One of Tagore’s gems is his poem “I Won’t Let You Go”. He  wrote about the timeless human cry, “I Won’t Let You Go”, especially one’s loved ones. Tagore experienced many losses in his life: his mother passed away when he was 14, in adulthood, he lost his sister-in-law, whom he was close to, his wife, two daughters and a son. Tagore wrote about the agonizing human cry to not let go as primal and perennial. Yet, he concluded that  we have to let go. He described his endless love for his daughter and his love refuses to let her go, fighting with all his strength to keep her near. He talked about his sadness, tears, and shattered pride as his love for her is defeated as he had to let her go. He talked about  separation in the human condition where a key  lesson in humanity is let go. He talked about living in an universe where we need to let go. He was also deeply spiritual and talked about his loved ones existing beyond life and death.

The Buddha stated “In the end these things matter most: How well did you love? How fully did you live? How deeply did you let go?”. I love this quote. However,  I have no recipe to let go, except it is something we must learn in the human condition. I think about letting go as a practice which we need to cultivate each day.  It is also hard as hell. Radical acceptance of reality after loss is key to letting go. This radical acceptance process in unique for each individual. Grief seems to be the pathway to open the door to let go of “what was” in order to meet “what is”.    “What is” may not as appealing as “what was”, but it is what we have to live in and work with.

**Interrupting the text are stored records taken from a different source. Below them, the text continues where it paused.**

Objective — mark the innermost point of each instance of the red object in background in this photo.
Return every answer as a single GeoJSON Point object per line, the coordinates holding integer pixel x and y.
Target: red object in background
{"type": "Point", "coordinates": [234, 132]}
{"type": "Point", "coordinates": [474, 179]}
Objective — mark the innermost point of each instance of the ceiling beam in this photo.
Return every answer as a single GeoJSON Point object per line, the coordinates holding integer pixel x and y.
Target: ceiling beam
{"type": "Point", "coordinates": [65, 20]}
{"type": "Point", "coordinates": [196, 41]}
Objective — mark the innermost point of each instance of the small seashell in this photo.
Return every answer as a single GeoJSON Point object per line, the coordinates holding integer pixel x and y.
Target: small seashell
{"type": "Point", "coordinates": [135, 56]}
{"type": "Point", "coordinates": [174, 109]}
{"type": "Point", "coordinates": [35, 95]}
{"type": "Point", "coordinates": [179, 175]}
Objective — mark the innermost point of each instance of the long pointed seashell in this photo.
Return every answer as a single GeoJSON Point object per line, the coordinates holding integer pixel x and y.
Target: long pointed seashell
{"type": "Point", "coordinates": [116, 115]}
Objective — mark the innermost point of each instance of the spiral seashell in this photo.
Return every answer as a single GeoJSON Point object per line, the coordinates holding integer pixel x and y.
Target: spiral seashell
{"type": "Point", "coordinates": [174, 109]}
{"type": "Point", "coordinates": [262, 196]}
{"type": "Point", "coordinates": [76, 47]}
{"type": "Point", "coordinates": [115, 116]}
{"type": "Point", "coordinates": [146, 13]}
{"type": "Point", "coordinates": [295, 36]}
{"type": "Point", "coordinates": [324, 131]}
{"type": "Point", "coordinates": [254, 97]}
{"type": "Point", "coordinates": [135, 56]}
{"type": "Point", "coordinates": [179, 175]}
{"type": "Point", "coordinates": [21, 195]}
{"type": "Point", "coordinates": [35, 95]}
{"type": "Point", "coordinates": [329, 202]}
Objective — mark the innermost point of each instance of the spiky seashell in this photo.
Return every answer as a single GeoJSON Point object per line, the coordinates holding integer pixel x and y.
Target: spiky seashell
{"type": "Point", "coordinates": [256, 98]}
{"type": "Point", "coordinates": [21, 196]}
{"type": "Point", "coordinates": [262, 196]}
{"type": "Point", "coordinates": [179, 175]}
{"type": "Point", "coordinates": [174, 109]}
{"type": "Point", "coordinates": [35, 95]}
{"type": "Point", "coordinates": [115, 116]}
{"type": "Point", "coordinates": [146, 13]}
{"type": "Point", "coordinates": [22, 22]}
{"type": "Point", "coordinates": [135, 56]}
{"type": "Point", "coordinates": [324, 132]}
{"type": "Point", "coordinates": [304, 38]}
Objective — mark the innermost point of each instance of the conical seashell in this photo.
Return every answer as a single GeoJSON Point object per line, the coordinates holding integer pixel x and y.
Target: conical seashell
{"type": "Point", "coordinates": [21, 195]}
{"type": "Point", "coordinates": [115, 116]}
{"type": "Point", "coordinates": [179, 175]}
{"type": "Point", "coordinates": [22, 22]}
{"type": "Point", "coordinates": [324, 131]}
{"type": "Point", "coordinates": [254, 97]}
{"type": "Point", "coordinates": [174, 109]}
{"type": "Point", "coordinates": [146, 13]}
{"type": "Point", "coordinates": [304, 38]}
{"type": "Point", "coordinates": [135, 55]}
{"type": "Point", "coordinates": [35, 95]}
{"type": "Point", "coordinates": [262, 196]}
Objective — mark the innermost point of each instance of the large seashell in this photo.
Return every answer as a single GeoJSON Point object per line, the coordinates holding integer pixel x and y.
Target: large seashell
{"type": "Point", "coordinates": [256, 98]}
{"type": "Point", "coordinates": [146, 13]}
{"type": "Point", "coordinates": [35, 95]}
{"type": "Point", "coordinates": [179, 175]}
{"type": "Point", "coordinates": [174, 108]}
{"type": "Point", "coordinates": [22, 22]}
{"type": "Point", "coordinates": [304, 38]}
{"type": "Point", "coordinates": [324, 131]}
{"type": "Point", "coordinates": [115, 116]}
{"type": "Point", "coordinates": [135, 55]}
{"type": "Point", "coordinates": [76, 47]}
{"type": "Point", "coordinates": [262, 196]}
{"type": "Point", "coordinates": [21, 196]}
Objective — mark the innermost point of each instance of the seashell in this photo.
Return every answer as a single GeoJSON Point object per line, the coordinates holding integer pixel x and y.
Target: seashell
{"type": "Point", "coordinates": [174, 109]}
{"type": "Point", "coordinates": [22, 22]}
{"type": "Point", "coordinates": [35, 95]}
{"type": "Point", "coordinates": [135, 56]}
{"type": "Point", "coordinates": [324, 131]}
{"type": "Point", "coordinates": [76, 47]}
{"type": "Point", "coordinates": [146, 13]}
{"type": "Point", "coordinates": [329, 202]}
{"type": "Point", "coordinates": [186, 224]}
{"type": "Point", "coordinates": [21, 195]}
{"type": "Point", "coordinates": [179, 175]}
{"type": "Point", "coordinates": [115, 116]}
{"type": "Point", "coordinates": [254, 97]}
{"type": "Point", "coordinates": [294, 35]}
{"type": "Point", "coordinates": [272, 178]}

Additionally, the practice of letting go may mean to not be afraid of negative feelings, but, sit with them, find healthy coping tools, support, and find safe places to weep and sob. Remembering the impermanence of feelings and nonjudgmental stance towards feelings is helpful.

I believe  that we never get over a grief and loss of a person, but, that we are transformed by the experience. We need to walk through the grief and loss. I worry about people who try to run away from the grief. Getting stuck in grief is painful too. Complicated bereavement requires meeting with mental health professionals to walk through the process.

Not letting go may have severe consequences, such as, fighting the demands of reality. It is like a child  screaming at the ocean, “Stop the waves” and “Get rid of the water”.

In 2020, many  people are grieving the loss of  “what was”.  Many people may have accepted “what is”. I believe there is peace in acceptance of “what is”, regardless of how messy it is. With radical acceptance of reality and walking through grief, we find renewed sense of purpose and meaning.

My prayer is God guides us in living in the   “in-between space” of groundlessness and maintaining ground as we walk through the grief process and finding new ground of meaning and purpose in letting go of “what was” to “what is”. My experience is my faith helped me tremendously in healing. Yet, a couple of months ago, I was at the temple and one of my ma’s favorite songs started playing in the background. I  cried like a five year old girl. Bittersweet tears: sweetness of my memories and sadness that I cannot call her when I get home. Yet, it is what it is.